Since March 1, there have been some 40 deaths in that town of only 4,600 inhabitants, six times more than in a normal year. In the billboards of the municipality, the announcements and obituaries are counted by dozens.

As is tradition, many of the obituaries carry the photo of the deceased, almost all of them elderly. This is the case of Carlo Crotti , Aurelio Zaninoni , Bruno Maffeis ...

The cemetery is closed to avoid meetings that could encourage the spread of the virus, and family members cannot say goodbye or cry to their dead. Only funeral home owners may enter to deposit coffins pending cremation. On Tuesday, four other coffins were placed on chairs inside an empty chapel.

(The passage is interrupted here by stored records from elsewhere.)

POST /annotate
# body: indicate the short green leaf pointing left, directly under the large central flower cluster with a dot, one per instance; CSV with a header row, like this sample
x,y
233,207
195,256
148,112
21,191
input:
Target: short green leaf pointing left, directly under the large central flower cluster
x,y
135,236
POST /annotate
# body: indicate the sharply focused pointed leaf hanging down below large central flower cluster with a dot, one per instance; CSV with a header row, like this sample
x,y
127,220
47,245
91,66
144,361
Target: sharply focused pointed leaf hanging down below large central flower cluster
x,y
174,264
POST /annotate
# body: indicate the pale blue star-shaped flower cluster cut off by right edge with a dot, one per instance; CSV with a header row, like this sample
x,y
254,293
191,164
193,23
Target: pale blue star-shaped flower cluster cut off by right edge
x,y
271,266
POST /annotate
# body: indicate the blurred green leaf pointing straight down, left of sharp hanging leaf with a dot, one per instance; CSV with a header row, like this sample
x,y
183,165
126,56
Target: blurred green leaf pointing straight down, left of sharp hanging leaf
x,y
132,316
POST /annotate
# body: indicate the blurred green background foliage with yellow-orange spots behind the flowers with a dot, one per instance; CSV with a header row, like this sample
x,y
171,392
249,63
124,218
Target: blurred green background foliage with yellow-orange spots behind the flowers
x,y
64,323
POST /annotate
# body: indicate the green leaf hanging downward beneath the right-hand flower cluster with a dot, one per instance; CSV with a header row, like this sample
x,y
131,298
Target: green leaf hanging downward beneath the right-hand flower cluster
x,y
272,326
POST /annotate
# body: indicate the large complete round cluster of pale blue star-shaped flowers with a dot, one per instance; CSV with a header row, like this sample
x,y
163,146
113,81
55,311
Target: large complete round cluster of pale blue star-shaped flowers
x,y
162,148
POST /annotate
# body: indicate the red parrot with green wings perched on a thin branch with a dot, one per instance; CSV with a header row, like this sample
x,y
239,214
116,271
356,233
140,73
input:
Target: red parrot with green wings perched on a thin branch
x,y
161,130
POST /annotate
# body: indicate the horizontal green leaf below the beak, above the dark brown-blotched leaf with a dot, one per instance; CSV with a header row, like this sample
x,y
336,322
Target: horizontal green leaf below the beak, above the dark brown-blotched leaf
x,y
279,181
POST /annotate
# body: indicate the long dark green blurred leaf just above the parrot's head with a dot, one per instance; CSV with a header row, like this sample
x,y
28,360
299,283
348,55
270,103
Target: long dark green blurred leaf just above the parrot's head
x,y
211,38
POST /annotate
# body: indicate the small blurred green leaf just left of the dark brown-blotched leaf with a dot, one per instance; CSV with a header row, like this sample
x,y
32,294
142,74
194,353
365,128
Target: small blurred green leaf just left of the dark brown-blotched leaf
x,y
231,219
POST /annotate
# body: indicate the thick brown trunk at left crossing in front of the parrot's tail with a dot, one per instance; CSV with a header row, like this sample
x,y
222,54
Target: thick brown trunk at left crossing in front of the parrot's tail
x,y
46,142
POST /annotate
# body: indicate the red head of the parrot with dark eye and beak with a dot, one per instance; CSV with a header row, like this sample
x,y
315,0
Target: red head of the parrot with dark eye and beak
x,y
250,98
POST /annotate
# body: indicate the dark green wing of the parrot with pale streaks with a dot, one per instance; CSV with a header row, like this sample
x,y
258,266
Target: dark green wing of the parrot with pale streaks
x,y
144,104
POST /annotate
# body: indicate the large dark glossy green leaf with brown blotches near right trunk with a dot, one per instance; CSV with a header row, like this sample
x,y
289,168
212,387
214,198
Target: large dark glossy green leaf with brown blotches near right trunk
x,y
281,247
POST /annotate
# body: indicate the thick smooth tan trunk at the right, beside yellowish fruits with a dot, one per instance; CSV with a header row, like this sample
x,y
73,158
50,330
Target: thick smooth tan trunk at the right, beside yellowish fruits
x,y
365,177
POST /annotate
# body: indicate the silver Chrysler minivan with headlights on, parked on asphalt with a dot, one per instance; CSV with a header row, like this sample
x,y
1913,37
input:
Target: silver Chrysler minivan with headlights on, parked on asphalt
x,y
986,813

"No one deserves such a horrible death. It is absurd to see a pandemic in the middle of 2020, it is worse than a war," Gualdi insists to AFP.

"Between March 1 and 24 we have counted 36 deaths. In an entire year the number of deaths in Vertova ranges from 55 to 62 , with that I explain the magnitude of what is happening," he adds.

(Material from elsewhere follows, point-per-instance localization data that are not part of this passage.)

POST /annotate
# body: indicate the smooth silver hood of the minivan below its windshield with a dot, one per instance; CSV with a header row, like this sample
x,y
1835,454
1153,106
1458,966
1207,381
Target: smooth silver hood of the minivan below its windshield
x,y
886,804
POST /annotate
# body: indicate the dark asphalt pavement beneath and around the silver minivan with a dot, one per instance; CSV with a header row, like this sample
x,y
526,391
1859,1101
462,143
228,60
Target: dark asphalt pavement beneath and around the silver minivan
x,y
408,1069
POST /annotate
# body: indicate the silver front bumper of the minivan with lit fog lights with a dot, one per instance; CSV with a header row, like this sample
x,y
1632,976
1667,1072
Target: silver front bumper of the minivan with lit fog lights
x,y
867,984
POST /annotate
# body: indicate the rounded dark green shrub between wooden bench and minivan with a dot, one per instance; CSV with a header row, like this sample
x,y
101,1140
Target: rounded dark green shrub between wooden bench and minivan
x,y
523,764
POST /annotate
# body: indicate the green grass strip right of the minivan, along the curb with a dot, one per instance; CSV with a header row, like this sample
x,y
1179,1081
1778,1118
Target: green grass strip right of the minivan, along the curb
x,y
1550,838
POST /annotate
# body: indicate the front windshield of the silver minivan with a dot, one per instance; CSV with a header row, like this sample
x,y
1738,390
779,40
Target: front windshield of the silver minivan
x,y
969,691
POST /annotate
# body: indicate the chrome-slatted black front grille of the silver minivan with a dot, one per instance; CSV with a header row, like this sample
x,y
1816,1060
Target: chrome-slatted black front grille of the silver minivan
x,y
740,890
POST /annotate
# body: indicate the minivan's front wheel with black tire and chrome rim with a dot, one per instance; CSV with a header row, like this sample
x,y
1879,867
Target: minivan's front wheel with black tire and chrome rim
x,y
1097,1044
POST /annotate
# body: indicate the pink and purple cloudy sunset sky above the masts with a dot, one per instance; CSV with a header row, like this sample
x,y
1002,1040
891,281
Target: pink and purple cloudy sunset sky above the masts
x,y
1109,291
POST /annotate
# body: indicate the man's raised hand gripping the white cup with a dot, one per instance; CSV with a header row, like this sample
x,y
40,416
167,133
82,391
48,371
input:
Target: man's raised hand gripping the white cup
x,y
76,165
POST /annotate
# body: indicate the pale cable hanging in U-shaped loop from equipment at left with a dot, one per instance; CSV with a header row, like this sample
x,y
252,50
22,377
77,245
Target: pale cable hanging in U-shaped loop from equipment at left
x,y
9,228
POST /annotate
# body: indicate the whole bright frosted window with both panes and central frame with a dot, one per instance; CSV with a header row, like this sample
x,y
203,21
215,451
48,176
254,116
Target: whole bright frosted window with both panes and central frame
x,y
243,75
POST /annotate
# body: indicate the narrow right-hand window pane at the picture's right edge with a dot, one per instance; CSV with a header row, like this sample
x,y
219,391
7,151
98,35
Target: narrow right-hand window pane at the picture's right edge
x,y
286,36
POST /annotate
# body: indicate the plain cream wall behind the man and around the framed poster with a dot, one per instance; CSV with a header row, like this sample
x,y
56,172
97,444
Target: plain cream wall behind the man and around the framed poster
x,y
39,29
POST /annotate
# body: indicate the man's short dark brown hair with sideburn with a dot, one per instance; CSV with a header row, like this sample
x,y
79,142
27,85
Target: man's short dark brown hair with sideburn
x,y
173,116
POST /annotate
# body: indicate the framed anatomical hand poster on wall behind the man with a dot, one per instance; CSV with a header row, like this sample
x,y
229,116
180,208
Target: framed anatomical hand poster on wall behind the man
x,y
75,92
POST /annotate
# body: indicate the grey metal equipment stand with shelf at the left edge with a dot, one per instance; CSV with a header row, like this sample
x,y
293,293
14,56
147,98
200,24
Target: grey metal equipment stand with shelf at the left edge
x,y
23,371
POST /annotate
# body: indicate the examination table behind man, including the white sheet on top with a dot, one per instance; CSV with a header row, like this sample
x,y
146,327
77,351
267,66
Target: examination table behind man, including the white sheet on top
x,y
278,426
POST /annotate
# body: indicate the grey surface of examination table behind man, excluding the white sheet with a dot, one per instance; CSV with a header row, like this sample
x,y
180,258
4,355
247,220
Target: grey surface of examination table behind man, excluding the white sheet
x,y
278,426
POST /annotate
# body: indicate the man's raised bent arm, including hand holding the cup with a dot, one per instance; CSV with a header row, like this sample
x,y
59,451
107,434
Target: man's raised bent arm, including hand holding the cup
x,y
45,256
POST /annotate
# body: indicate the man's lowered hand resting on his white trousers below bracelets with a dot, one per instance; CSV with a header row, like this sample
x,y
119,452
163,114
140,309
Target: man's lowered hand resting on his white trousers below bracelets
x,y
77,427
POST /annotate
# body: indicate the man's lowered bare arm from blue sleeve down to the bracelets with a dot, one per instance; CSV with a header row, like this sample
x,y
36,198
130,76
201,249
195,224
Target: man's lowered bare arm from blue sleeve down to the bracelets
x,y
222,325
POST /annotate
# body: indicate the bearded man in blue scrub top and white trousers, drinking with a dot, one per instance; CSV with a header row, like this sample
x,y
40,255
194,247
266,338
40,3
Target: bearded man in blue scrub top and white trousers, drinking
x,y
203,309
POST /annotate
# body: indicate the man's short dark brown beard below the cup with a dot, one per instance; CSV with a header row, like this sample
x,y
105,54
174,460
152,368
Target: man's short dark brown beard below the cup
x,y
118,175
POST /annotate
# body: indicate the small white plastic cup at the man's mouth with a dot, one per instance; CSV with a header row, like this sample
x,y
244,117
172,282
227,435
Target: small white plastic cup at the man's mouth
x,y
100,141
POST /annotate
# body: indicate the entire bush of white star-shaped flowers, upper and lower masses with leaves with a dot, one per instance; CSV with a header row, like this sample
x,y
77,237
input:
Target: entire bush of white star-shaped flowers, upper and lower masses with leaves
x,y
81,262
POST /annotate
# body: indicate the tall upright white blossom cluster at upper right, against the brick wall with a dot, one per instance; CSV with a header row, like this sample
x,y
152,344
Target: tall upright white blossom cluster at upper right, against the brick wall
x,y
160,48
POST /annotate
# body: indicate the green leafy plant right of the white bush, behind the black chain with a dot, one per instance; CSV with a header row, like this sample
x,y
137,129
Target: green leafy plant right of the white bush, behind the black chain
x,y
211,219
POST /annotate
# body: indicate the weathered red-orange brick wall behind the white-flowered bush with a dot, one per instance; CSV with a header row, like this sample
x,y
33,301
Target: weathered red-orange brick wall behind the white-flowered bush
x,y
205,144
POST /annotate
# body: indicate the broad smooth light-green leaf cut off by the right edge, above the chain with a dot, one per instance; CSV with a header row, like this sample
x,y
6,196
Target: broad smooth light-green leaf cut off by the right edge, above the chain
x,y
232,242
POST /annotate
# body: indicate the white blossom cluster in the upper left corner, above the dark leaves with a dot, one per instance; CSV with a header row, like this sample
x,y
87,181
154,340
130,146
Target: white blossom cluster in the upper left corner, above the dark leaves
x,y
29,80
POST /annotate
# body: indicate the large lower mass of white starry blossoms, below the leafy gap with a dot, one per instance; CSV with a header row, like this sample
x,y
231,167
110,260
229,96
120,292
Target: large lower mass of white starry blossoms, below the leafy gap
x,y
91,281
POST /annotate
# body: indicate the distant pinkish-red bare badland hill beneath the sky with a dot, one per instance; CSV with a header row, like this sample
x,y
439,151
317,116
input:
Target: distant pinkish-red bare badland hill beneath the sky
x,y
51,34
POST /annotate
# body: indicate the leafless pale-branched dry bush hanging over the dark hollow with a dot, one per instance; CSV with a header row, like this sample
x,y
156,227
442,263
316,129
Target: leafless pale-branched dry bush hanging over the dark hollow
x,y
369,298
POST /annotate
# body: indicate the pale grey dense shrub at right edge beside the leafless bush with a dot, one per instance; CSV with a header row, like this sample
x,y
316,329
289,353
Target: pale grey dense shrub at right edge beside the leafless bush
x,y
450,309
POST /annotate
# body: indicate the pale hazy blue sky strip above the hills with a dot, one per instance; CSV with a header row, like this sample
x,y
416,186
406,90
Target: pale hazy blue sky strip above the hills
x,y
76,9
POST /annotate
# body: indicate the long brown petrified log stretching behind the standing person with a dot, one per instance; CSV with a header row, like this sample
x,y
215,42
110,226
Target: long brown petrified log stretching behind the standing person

Vertova is located about ten kilometers north of Bergamo, in the Serio Valley, one of the areas where the coronavirus has spread with particular virulence, without the causes being known.

As everywhere in Italy, and almost all of Europe, the streets are deserted, the shops have closed and the mayor walks through a ghost town hoping to offer some comfort to the imprisoned citizens and inquire about the state of the most fragile and vulnerable.

"Unfortunately, we don't have masks or disinfectants in town. I had to make my own mask, with a cloth and my sewing machine," said Augusta Magni , a 63-year-old resident.

"The situation is tough. Each of us has concerned family, friends and acquaintances. We hope the situation improves quickly," says Claudio Bertocchi , a 62-year-old sales agent.

Behind him, Italian flags flutter on the balconies, next to sheets and posters decorated in the colors of the rainbow by children.

"Andra tutto bene", "Everything will be fine", says one of them, one of the national slogans.

The slogan of hope has gone viral and tries to help face the difficult situation in the country, despite the silence that reigns in the streets and alleys of the village.